Sanitize Composite Entry Before Processing

Hi,

I have a Composite Entity that has a Sub-Entity that is of Address Type (I named it @RegAddressEntity) and a Sub-Entity of List type that has a list of street names (@StreetNameEntity)

When entering a address, if it looks like this “1 Stage Court Unit 502” It is working as expected, and since Stage is in the list of @StreetNameEntity it sets that Sub Entity to “Stage” however, if the input is followed by a comma Ex: “1 Stage Court, Unit 502” it goes to @RegAddressEntity and skips the first one in the pattern which is @StreetNameEntity (the comma is added automatically when using Voice/Smart Assist to enter the values)

Any help?

In the NLP Properties, the

I am slightly unclear on your composite definition, could you show the list of composite patterns please?

The comma is helpful in some situations, Address being one example, because it helps to partition complex phrasing into different parts. Street names are an open ended class and so one the things the Address entity is looking for is a number followed by something followed by a street type (“Court”) followed by a comma. That helps to give it confidence that this is a street address.

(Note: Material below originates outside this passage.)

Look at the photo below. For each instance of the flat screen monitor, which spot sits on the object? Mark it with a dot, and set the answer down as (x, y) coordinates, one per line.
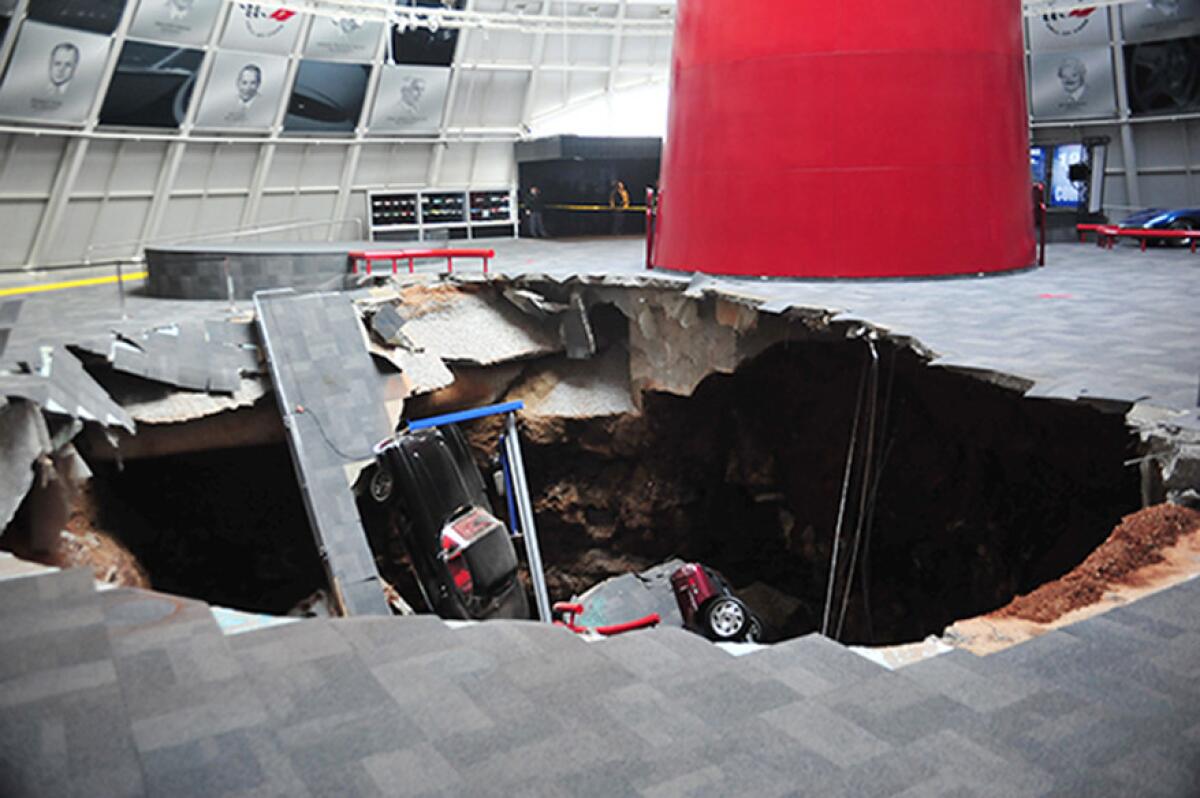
(1065, 193)
(1038, 165)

Without the comma it is difficult to know where to stop, because confusingly street types can be used as street names.

Hi @andy.heydon

I understand why there is a comma there but what ended up happening is that it was not matching the right patter in the composite entity

After finding this post (from you, thanks) I finally figured it out

I changed the pattern to count for an optional comma and it now works

This is the pattern now:
@StreetNumberEntity @StreetNameEntity {, court, road, street, court road street boulevard boulevard, drive drive, way way,} @JustANumberEntity

1 Like

Moishe, I’m glad you are getting closer, but I have a few more suggestions.

In the tokenization of a sentence, a comma is always split into its own word, so the variations in that pattern that have a comma at the end are not necessary.

You wouldn’t necessarily know this, but there is actually an internal concept (used primarily by the address parser) that contains a list of all the street types. It is named ~addr_streettype_en. If that is overkill (and it is large at 552 members) then alternatively use your own concept instead of a list of words like you have. Way easier to maintain and reuse.

I would also split the distinct comma and the street type as two distinct optional elements. In general you can think of everything in a {} group (or []) as synonyms, as replacements for each other. Comma is not an alternative for street. A user input could be either of them or both (comma after street).

Currently if both a comma and a street type are present in the input then you would be relying on the pattern variations that we create to add wildcards between pattern tokens because only one of them would be matched by the group.

And finally, if you do have two optional tokens, I would use the special marker between them to block the addition of wildcards. So:
@StreetNumberEntity @StreetNameEntity {~addr_streettype_en} *0 {,} @JustANumberEntity

PS. I am slightly surprised that you are not capturing the street type as a distinct entity. Seems unusual that the street name all by itself would be unique.